How Strong Is FORTEC Elektronik's Balance Sheet?

The latest balance sheet data shows that FORTEC Elektronik had liabilities of €11.5m due within a year, and liabilities of €7.71m falling due after that. Offsetting these obligations, it had cash of €15.4m as well as receivables valued at €10.8m due within 12 months. So it can boast €6.96m more liquid assets than total liabilities.

This surplus suggests that FORTEC Elektronik has a conservative balance sheet, and could probably eliminate its debt without much difficulty. Succinctly put, FORTEC Elektronik boasts net cash, so it's fair to say it does not have a heavy debt load!

On top of that, FORTEC Elektronik grew its EBIT by 52% over the last twelve months, and that growth will make it easier to handle its debt. The balance sheet is clearly the area to focus on when you are analysing debt. But it is future earnings, more than anything, that will determine FORTEC Elektronik's ability to maintain a healthy balance sheet going forward. So if you're focused on the future you can check out this free report showing analyst profit forecasts.

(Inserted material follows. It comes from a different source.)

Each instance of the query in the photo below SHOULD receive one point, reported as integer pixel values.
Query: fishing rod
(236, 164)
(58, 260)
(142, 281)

Finally, a company can only pay off debt with cold hard cash, not accounting profits. FORTEC Elektronik may have net cash on the balance sheet, but it is still interesting to look at how well the business converts its earnings before interest and tax (EBIT) to free cash flow, because that will influence both its need for, and its capacity to manage debt. During the last three years, FORTEC Elektronik generated free cash flow amounting to a very robust 87% of its EBIT, more than we'd expect. That positions it well to pay down debt if desirable to do so.

Summing up

While we empathize with investors who find debt concerning, you should keep in mind that FORTEC Elektronik has net cash of €12.2m, as well as more liquid assets than liabilities. The cherry on top was that in converted 87% of that EBIT to free cash flow, bringing in €9.9m. So we don't think FORTEC Elektronik's use of debt is risky. The balance sheet is clearly the area to focus on when you are analysing debt. But ultimately, every company can contain risks that exist outside of the balance sheet. These risks can be hard to spot. Every company has them, and we've spotted 1 warning sign for FORTEC Elektronik you should know about.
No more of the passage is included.